Manton Reece’s Inkwell iOS app has been blocked since April 21 across six guideline categories, with a dead Apple trademark from 2002 as the sticking point.
Key Takeaways
Rejections spanned 1.2 (content reporting), 2.1 (Sign in with Apple), 3.1 (in-app purchase/reader app status), 4 (design), 5.1.1(v) (account deletion), and 5.2.5 (trademark).
To satisfy 3.1, Reece stripped posting, highlighting, sign-up, and external links, limiting to US storefront only where Epic v. Apple rules apply.
The 5.2.5 trademark objection targets Apple’s own “Inkwell” branding from Mac OS X 10.2 Jaguar, a handwriting feature whose USPTO trademark is now listed as “dead”.
Android version shipped via Google Play last month without issue; rebranding would create cross-platform naming inconsistency.

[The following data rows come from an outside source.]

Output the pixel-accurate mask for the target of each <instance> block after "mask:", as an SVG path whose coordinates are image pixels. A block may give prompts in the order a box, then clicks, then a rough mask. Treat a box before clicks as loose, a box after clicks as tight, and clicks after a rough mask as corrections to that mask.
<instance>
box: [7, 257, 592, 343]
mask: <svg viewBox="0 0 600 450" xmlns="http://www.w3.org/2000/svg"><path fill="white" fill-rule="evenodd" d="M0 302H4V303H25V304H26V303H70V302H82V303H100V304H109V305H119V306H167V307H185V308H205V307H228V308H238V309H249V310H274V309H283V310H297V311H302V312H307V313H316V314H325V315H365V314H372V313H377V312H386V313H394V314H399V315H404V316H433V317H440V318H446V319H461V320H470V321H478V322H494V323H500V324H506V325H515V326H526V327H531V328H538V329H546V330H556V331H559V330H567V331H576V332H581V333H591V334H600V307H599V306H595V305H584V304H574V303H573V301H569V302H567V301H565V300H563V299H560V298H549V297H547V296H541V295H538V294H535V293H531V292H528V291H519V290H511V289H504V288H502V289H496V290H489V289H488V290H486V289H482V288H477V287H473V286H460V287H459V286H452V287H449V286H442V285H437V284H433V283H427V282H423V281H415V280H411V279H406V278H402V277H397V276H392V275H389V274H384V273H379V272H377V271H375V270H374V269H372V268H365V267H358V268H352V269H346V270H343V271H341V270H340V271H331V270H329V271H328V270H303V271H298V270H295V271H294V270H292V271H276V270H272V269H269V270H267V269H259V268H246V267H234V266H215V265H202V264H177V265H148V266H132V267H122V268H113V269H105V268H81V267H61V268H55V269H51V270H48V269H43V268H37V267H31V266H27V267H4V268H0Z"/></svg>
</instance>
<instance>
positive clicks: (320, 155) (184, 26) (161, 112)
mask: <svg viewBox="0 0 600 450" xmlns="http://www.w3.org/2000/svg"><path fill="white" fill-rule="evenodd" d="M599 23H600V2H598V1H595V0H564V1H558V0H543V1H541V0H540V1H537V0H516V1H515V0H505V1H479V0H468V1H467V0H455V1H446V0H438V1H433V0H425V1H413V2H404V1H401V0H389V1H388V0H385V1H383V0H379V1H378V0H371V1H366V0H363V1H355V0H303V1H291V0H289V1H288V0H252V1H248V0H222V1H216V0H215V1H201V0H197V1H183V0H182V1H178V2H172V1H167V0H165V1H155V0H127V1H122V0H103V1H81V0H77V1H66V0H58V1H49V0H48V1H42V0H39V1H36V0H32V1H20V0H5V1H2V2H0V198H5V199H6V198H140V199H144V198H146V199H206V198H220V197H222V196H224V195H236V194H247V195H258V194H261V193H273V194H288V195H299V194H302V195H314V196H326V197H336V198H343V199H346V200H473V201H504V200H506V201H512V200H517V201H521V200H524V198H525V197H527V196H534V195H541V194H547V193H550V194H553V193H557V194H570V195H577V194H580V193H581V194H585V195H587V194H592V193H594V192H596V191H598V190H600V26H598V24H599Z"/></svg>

An appeal to the App Review Board is pending; Reece has not decided whether to rebrand or hold the name.
Hacker News Comment Review
Consensus leans toward the trademark issue being a practical blocker regardless of USPTO status, since Apple controls distribution and can enforce internal policy beyond legal trademark validity.
Commenters note the inconsistency: multiple “Inkwell”-named writing apps already exist in the App Store, undermining Apple’s stated concern about user confusion.